MoDec

MoDec is a motif deconvolution software that finds the motifs and corresponding binding core offsets desribing the data in a list of peptides. It is described in the publication (available here):

Racle, J., et al. Robust prediction of HLA class II epitopes by deep motif deconvolution of immunopeptidomes. Nat. Biotechnol. 37, 1283–1286 (2019).

Installation

1) Download MoDec-1.2.zip file and move it to a directory of your choice, where you have writing permissions.

2) Unzip MoDec-1.2.zip package.

3) (Optional) In order to make an html report of the runs from MoDec and to draw the logos from each motifs, you need R and some R-packages:

Rscript needs to be in your path.
You need to install the R-package ggseqlogo, based on the fork found at https://github.com/GfellerLab/ggseqlogo. For this, from within R, type the command: devtools::install_github("gfellerlab/ggseqlogo")
You also need the R-package htmlTable that can be found at https://cran.r-project.org/web/packages/htmlTable/index.html. Command to install from within R: install.packages("htmlTable")
You then finally need to open the file make_logo_report.R, locate the line starting with .libPaths in this file and replace the "PATH/TO/R/LIBRARIES" by the path where you installed these R-packages.

4) To test your installation, make sure you are in MoDec-1.2 directory and run the following command, depending on your operating system:

Mac OS: ./MoDec -i test/testData.txt -o test/test_out --Kmax 5 --MHC2 --nruns 2 --makeReport
Unix: ./MoDec_unix -i test/testData.txt -o test/test_out --Kmax 5 --MHC2 --nruns 2 --makeReport
Windows: MoDec.exe -i test/testData.txt -o test/test_out --Kmax 5 --MHC2 --nruns 2 --makeReport

Running the software can take few minutes depending on data size and number of motifs. If you didn't do the optional step (3) above, the --makeReport option shouldn't be used as MoDec won't be able to build this report.

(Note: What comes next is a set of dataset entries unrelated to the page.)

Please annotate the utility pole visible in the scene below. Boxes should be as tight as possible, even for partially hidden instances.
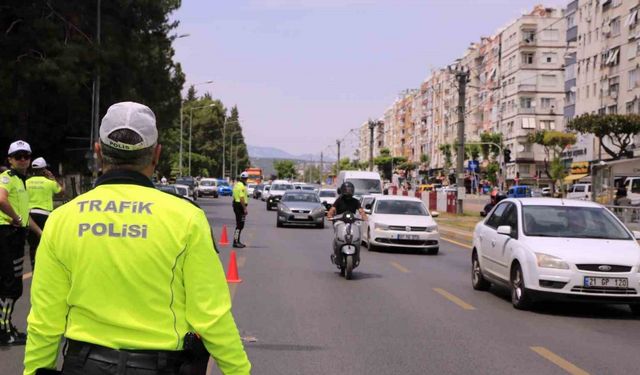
[336,139,341,177]
[369,120,378,171]
[449,67,469,215]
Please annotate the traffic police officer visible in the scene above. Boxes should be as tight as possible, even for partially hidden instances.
[24,102,251,375]
[233,172,249,248]
[0,141,41,346]
[27,158,62,269]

Your folder test_out should contain the same elements than out_compare folder (with few differences about the timing and file location indicated within the results files; the motifs found in test_out/test_out_report.html and out_compare/test_out_report.html should be highly similar but there can be small differences due to the random initial conditions that rely on different random number generators in the various operating systems - note that also the order of the motifs can differ due to these different random number generators).

The testData.txt file corresponds to HLA-II peptidomics data from meningioma tissues obtained in our study (sample 3869-GA, with 5987 unique peptides).

5) (Optional) To run MoDec from anywhere on your computer, make an alias of MoDec executable (see above for which one depending on operating system) or add it in your path.

Running

Command

MoDec -i input_file -o output_name [additional options]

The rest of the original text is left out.